Plaintiffs were the adult children of John White, who died in an accident during a bicycling event sponsored by defendant. A jury found defendant liable for the death and 25% at fault. The jury awarded damages of $250,000 to John’s wife, Elaine, but zero dollars to the children. The children filed a Rule 59 motion for a new trial as to their damages, which the superior court denied. They appealed.
The Majority, relying on the Division One decision in Sedillo v. City of Phoenix, 153 Ariz. 478 (App. 1987), reversed. The Majority noted that here, as in Sedillo, there was no evidence contradicting the childrens’ testimony to their emotional loss. Under such circumstances, the children, statutory beneficiaries, are entitled to “some damages.” The Majority noted that the strength of the childrens’ testimony is relevant to the amount of their damages, but not to the existence thereof.
Because the jury awarded no damages to the children, statutory plaintiffs whose testimony as to their loss was uncontradicted, the Majority reversed and remanded.
Judge Brammer authored the decision in which Eckerstrom joined.
Judge Espinosa dissented. He first argued that Sedillois split decision of Division One, “an outlier” in Arizona law, and thus of diminished precedential value. He also distinguished Sedillo on its facts.
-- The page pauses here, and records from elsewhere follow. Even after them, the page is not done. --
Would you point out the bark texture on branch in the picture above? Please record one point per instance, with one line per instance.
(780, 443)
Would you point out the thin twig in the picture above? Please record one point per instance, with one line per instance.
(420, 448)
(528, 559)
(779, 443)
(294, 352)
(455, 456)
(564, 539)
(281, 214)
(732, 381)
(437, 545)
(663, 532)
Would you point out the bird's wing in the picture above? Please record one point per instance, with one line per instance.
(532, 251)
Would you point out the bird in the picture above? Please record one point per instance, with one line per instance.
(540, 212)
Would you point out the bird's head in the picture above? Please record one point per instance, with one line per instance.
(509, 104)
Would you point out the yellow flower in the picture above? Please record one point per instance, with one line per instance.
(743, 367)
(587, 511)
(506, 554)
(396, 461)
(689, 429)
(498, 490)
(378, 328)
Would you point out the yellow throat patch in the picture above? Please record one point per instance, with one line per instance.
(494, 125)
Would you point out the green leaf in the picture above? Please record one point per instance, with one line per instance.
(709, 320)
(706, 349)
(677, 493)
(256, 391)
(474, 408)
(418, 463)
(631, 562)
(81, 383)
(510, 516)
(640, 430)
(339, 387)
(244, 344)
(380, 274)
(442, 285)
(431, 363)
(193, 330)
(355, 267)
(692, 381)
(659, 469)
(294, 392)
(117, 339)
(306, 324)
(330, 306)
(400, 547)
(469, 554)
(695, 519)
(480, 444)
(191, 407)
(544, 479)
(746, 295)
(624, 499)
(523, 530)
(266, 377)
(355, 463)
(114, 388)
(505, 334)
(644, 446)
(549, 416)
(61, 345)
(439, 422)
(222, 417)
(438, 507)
Further he criticized the Majority for disregarding the jury’s decision about damages to the children.
Judge Espinosa would rely on the role given to the jury under ARS 12-612(C) and 12-613 to determine and apportion the damages due the children. He would further rely on Hernandez v State, 128 Ariz. 30, 32 (App. 1980) which noted that intangible, emotional losses are within the particular province of the jury to determine.